学校時代の社会科あるいは公民の教科書で、「国会議員は選挙区から選出されるが、選挙区の代表ではなくて、全国の代表である」。あるいは、「国会議員は一部の国民の代表ではなくて、国民全体の代表である」、といった主旨の記述があったのを思い出しました。選挙区の地域的な利益誘導に終始し、国全体の有るべき姿を顧みない国会議員の実態を嘆く、政治学者や政治教育者がしみじみと、政治家のあるべき姿を説いたものが、学説あるいは定説として定着したものと思われます。
確かに、国全体の利益が大きく、地域の損失が少ない事業を想定したとします。その事業を実施することによって、国全体の富が大いに増加し、当該地域へも利益が波及あるいは分与され、地域の損失を十分に補って余りある場合があります。
では、それぞれの地域的な要望が無視されて、国政が十分に機能するでしょうか。答えは否です。どんなに優れた政治家であっても、どんなにすぐれた官僚であっても、国会議事堂や議員宿舎、政党本部、各中央省庁の庁舎中で、日本列島を構成する各地域の実態を書面審査だけで判断するのは、不可能であるからです。地方に出向くとか、地方の各団体の陳情を受ける必要があります。
そもそも、政党の機能も、国民全体の生活や福祉を究極の目的としたとしても、一定の範囲の、一定の社会階層、一定の主義主張を有する国民の世論を代表しているものでしょう。政党とは、国民全体の支持に基づいて成立してはいないのです。
さまざまな、主義主張、利害得失を代表する国会議員の集合によって、議院内閣制による政権は成立し、与党と野党が仕分けられます。集合が実態であり、団結という言葉は、相当に作為的で便宜的です。

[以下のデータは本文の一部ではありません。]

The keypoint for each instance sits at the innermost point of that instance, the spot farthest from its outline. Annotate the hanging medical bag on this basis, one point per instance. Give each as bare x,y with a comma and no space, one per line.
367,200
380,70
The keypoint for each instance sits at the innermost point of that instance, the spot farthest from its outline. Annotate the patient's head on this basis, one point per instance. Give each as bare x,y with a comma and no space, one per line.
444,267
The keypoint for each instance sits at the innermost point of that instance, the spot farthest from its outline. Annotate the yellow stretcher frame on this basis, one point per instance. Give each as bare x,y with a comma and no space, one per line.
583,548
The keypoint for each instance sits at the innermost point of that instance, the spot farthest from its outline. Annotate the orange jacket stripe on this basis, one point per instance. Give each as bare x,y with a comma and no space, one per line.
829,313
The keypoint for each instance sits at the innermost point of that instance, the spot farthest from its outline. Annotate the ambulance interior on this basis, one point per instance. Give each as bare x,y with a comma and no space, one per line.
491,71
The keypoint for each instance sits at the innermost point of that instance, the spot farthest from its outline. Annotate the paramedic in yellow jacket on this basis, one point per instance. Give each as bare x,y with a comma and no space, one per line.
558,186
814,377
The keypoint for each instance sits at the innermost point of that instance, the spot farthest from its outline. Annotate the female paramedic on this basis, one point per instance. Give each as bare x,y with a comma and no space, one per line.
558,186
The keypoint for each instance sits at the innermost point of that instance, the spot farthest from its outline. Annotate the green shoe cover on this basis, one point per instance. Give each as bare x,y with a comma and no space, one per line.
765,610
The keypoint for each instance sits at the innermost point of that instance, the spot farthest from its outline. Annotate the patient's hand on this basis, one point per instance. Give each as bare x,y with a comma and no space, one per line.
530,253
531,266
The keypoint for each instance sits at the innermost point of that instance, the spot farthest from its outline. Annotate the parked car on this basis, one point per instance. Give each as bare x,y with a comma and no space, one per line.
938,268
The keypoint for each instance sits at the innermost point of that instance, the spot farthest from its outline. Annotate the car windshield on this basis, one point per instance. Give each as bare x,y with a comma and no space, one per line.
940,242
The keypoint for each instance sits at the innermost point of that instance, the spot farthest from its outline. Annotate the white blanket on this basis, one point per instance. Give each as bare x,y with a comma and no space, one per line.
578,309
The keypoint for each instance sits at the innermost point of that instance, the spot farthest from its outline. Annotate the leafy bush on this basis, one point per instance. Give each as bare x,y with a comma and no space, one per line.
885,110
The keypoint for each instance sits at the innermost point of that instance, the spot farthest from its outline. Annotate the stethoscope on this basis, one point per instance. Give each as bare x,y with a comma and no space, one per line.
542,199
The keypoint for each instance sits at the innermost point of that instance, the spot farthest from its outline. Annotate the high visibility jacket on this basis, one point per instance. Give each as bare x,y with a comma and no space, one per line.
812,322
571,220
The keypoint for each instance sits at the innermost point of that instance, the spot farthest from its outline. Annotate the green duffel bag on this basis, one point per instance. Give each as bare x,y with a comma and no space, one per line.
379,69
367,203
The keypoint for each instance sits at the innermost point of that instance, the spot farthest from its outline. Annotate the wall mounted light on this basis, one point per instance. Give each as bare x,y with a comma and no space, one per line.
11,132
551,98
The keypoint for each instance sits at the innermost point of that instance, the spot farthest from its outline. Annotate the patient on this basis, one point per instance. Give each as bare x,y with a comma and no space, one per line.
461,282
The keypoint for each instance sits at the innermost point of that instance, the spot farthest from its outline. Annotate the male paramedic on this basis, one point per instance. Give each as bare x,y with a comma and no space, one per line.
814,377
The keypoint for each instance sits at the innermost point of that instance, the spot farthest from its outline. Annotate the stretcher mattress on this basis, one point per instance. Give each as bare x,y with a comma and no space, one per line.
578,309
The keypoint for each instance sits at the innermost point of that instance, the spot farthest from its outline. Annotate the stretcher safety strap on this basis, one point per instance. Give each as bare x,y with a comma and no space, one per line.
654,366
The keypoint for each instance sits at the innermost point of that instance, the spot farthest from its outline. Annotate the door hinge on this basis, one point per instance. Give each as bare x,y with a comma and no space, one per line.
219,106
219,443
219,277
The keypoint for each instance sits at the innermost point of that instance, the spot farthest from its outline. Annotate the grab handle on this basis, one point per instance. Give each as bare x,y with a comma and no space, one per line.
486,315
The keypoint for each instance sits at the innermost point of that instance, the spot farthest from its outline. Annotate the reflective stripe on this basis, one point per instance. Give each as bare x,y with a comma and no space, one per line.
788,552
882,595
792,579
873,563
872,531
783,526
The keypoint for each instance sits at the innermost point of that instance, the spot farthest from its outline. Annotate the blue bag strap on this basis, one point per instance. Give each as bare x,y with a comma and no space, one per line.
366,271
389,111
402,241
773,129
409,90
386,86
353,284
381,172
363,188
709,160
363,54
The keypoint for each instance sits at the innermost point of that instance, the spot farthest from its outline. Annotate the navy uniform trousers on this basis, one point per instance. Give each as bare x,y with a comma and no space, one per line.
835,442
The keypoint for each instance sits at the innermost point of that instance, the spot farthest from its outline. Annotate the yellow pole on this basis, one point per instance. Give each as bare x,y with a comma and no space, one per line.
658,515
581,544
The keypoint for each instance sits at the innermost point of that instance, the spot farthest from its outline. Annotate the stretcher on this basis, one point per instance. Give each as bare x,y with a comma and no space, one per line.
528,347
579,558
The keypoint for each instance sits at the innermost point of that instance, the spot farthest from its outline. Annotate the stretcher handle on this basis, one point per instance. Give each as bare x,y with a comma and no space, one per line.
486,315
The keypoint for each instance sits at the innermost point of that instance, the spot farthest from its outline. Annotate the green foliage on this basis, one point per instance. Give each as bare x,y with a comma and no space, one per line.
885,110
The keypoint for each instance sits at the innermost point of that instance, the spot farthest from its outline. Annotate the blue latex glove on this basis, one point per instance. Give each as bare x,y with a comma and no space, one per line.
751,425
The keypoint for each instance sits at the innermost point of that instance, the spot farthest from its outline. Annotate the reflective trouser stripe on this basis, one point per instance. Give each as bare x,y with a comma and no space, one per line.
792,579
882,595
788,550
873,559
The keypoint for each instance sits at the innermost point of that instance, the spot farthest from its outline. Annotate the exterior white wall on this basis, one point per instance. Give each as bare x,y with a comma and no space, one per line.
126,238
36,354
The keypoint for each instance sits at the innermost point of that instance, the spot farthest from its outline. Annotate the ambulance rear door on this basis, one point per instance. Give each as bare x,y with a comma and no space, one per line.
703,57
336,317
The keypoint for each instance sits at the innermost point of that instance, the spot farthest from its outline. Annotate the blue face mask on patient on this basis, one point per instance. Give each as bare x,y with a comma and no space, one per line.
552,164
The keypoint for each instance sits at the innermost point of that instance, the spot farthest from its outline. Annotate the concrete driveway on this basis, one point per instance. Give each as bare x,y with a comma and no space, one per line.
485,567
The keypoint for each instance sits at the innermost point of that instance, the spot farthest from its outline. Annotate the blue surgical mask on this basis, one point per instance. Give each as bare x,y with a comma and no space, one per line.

この際に、国政に当たる政治家は、自分の支持母体や選挙区の微細な、あるいは微妙な問題にまで通暁していなければなりません。この見取り図なくして、漠然と政党の綱領を機械的に支持母体や地域社会に当てはめたならば、支持母体や地域社会に、悲劇をもたらしさえするでしょう。
地方自治体の地方政治家が、中央政党の綱領や政策判断を鵜呑みにして、それを優先的に、地方の事情を従属的に、徹頭徹尾機械的に当てはめるような挙措があります。程度の問題とはいえ、地方政治家の中には、地域的な要望を地域エゴと捉える思考回路が出来ている者があります。
国会議員であるならばいざ知らず、地方自治体を活動拠点としながら、地域の正当な要望と単なる利己主義とを、峻別する事も無く、全く生活実感とかけ離れた、行動を開始する地方政治家です。その実態に、漫画的な諧謔と同時に、底無しの空恐ろしさを危惧する、今日この頃です。
あるいは、「地方議員である自分の意思に無関係に、現政権は上からの強権的な政策を執行する」、との間接的な圧力行使です。